Is there a better way to handle pods running into CrashLoopBackOff state?

I am administrating the kubernetes cluster for my lab. I recently noticed there are a bunch of pods which are failing constantly because of the process inside the container doesn’t exit gracefully. They are being restarted over and over, failing every time, and in a CrashLoopBackOff state. I can, of course, force remove these misbehaving pods. Wondering if I can do anything smarter to do this in an automated fashion. Any suggestions, please?

Pods that enter a CrashLoopBackOff state are failing to maintain a running daemon/service (pid 1). In other words, the application is crashing over and over again and the scheduler has applied time constraints for repeatedly trying again.

The typical cause of this is usually due to an applications inability to connect to, or maintain, a database connection.

Please provide some more information regarding your application service(s).

So while @yomateod is completely right, I wanted to add that as CrashLoopBackOff does indicate an issue with the containers in your pod, your applications could be failing for an out-of-band reason. If, for instance, your application can’t connect to an external dependency, there could be a problem with kube-dns, security groups restricting flannel networking, or a NAT gateway.

In these cases, when things are just weird and you just can’t get your app to work, consider running something like the phusion/baseimage or in a similar way to your application. This will give you something you can exec into with multiple useful utilities to figure out if the problem is lower-level.

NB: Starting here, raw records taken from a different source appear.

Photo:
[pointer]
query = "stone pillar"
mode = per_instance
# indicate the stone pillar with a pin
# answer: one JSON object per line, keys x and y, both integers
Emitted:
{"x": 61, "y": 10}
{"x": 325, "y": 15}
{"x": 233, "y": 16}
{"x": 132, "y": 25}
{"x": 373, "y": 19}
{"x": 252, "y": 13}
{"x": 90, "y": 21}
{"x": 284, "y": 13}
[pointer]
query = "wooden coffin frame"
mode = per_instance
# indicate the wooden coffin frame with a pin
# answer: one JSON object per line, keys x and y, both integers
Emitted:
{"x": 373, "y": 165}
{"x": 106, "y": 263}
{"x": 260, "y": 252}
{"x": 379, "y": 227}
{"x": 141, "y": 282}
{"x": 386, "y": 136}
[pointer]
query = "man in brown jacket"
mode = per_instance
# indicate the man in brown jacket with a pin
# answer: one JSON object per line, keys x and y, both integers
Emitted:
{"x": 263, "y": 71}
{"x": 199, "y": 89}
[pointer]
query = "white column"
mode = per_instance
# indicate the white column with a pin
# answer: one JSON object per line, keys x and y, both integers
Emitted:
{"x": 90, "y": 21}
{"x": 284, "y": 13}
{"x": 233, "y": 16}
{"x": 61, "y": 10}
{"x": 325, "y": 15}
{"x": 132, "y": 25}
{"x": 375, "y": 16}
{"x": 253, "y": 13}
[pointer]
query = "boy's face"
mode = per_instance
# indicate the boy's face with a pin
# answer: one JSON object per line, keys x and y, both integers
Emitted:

One last thing: I’ve also seen pods, especially those that depend on the kubernetes or other API’s, work for a time, then fail. Or within a replicaset, some will be just fine while others fail. This can occur when you’ve scaled up clients which consume and constantly communicate with a single backend, saturating safe connection practices. You should ensure your application properly handles this sort of thing via retries etc. and you’ve enabled appropriate readiness/liveliness probes etc…